Moolman Pasio out-sprinted defending champion, Cherise Taylor to clinch the coveted 97.4km race title in a time of 02 hours 43 minutes and 10 seconds with Nashua Toyota teammate, Joanna van de Winkel claiming the final podium place. This soon after Moolman Pasio won other high profile South African races, the Durban Amashova and the OFM Classic, both for the first time.

That Moolman Pasio claimed three of South Africa’s top titles following a six-month stint racing in Europe speaks volumes for Nashua Toyota’s ‘Think global, act global’ rider development strategy, which saw a number of the team’s members racing for the Belgian-based Lotto women’s professional team during the past nine months.

South Africans have always been geographically disadvantaged in road cycling. Europe is the hotbed of world road racing and prohibitive costs as well as the inability to adjust to foreign languages and cultures have been the undoing of many a talented South African.

Cherise Taylor (left) and Moolman Pasio share a laugh after the conclusion of the Momentum 94.7 Cycle Challenge on Sunday. Photo: with a formalised rider exchange programme, set up by Nashua Toyota’s Roy Gershow, with support from Cycling South Africa, talented South African females, including Moolman Pasio and Van de Winkel, have been able to compete and improve in European races during 2011.

Other Nashua Toyota team members, Lynette Burger and Lizanne Naude also spent time racing for Lotto at various times during 2011. “You can’t expect to compete against – and beat – the world’s best at the Olympic Games and World Champs if you aren’t up to their standard.

“That’s why Nashua Toyota implemented this arrangement with Lotto, which is one of the world’s top-ranked professional teams with excellent infrastructure and support,” explained Burger, the Nashua Toyota team captain.

By giving South African racers the opportunity to compete in high-profile European races, Nashua Toyota and Cycling South Africa have effectively helped South Africa qualify two ­– and probably three ­– start places for the country at the 2012 road race at the London Olympics next year, due to riders being able to score International Cycling Union rankings points more frequently.

Moolman Pasio started 2011 ranked 286th in the world. She is now up to 37th. A significant improvement and probably the biggest rise of any Elite female racer in 2011.

“Like my other wins recently, that was no solo effort,” said Moolman Pasio. “Jo (van de Winkel) set it up beautifully.
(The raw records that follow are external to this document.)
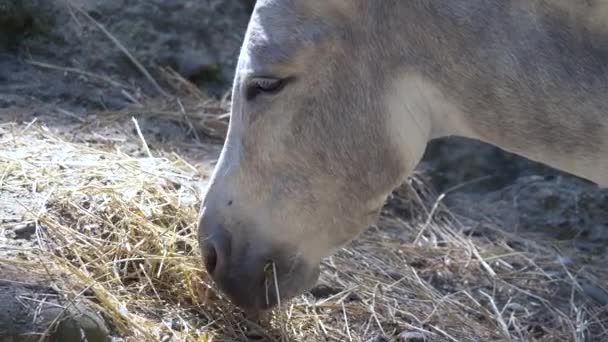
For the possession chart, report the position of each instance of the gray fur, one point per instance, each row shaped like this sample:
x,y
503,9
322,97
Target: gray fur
x,y
304,171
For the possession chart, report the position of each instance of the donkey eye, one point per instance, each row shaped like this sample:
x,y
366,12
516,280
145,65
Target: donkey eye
x,y
263,85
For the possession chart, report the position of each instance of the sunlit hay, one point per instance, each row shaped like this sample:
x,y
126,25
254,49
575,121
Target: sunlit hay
x,y
125,227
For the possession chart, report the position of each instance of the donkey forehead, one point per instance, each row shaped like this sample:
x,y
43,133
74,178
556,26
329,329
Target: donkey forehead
x,y
282,30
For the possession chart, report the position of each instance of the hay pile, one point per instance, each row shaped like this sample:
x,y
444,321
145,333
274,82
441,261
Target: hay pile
x,y
120,222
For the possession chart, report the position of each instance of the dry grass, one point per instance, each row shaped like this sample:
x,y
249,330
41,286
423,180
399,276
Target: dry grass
x,y
122,225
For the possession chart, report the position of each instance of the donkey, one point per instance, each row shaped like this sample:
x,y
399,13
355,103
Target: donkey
x,y
334,102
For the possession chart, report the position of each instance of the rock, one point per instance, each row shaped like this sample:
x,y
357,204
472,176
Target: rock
x,y
322,291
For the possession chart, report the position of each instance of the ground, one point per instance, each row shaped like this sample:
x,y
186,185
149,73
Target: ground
x,y
112,114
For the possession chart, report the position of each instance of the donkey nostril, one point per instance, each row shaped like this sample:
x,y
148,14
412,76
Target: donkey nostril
x,y
210,259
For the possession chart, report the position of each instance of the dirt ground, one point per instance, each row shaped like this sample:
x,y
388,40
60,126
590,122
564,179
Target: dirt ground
x,y
512,250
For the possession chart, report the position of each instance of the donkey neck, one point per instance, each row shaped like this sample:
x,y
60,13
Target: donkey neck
x,y
517,74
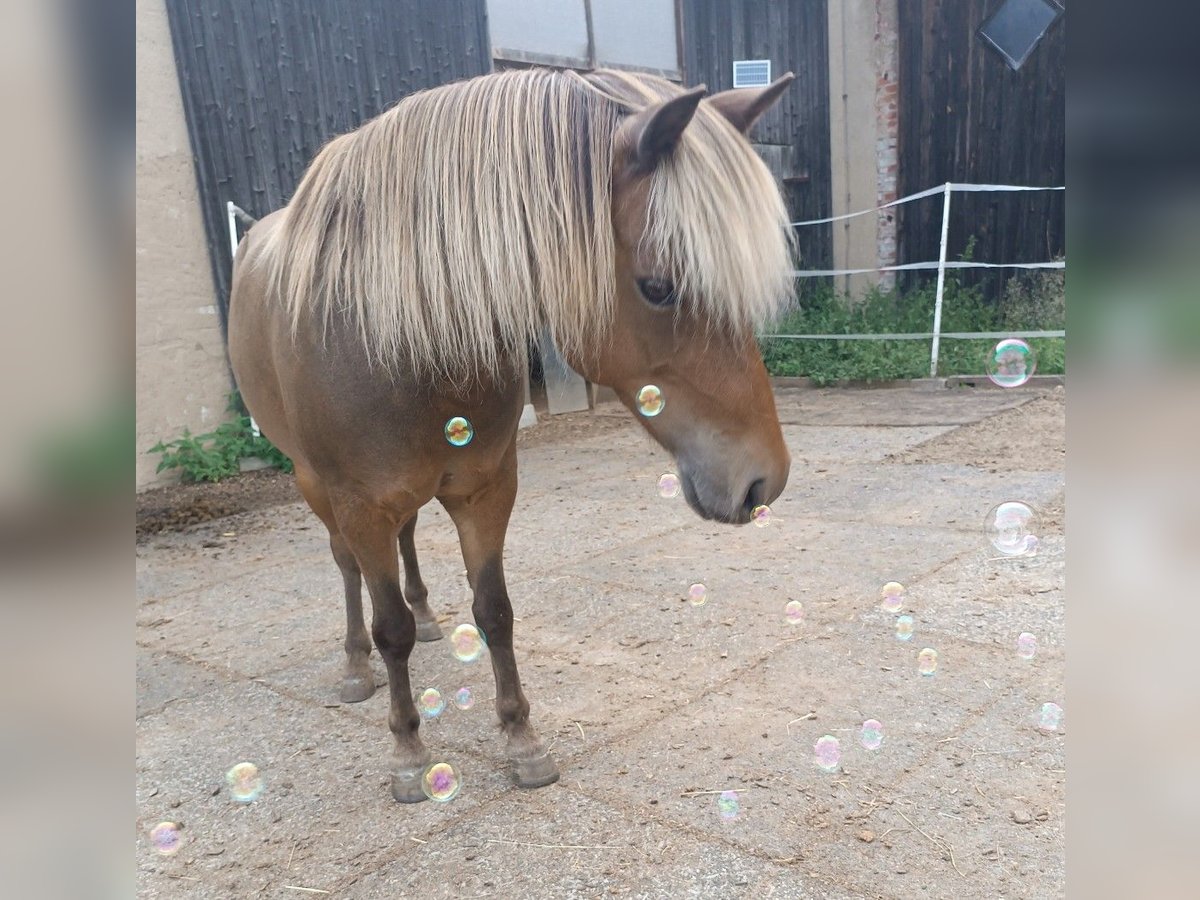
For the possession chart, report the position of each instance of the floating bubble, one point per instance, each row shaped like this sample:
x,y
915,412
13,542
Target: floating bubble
x,y
441,783
166,838
1011,528
892,597
873,735
431,703
467,642
727,804
927,661
651,401
459,431
669,485
245,783
828,753
1026,646
1012,363
1050,718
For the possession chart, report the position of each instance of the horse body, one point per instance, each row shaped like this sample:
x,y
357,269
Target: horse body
x,y
365,316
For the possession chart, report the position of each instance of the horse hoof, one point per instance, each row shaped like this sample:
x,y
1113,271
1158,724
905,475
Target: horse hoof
x,y
537,772
357,689
406,786
429,631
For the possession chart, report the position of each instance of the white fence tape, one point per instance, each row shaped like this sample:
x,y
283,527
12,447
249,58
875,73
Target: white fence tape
x,y
941,265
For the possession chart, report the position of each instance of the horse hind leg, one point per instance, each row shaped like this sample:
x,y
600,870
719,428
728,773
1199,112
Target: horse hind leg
x,y
414,588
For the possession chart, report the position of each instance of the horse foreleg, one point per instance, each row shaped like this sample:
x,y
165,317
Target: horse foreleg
x,y
372,537
481,521
414,588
She rode hard to create the break of four early on, she drove the break with commitment and she took the initiative through the final few hundred metres and I just waited on Cherise’s wheel.

“When I saw Jo wasn’t going to get the win, I kicked hard to get around Cherise and just managed to edge her out on the line.”

There was moment of drama during the race when Moolman Pasio discovered that her rear wheel had buckled and was catching on the bicycle’s frame. With 30km remaining she changed bikes.

“I was relieved to see it was my bike and not me that wasn’t going well. It took a while to notice the problem with the wheel, but the bike change, my first ever in a race, was super quick, thanks to my very on-the-ball team manager, David Pieterse,” recalled Moolman Pasio.

It was Moolman Pasio’s biggest victory in South Africa, but while it was significant from a domestic perspective, it wasn’t her main goal in 2011.

“Success in European racing is far more significant in the big picture, but I must say that I am excited to have won a few big races over the past few weeks in South Africa. It’s great for our team and our sponsors who have invested in our development as riders.”

For Moolman Pasio, Sunday’s win completed a watershed year for the 25-year-old, who hails from Stellenbosch. In addition to the Durban Amashova, Momentum 94.7 Cycle Challenge and OFM Classic titles, she also won two stages and the overall at the LeCoq Sportif Tour de Boland in South Africa. And, in the last 10 days, she also won the African Championships road race title in Eritrea.

In Europe, her highlights included finishing second overall and winning the Queen of the Mountains title at the Tour de l’Ardeche, sixth overall and Queen of the Mountains winner at Iuretta Emakumeen Bira Tour (Women’s Tour of Spain), and 13th place overall at the Giro Donne (Women’s Tour of Italy).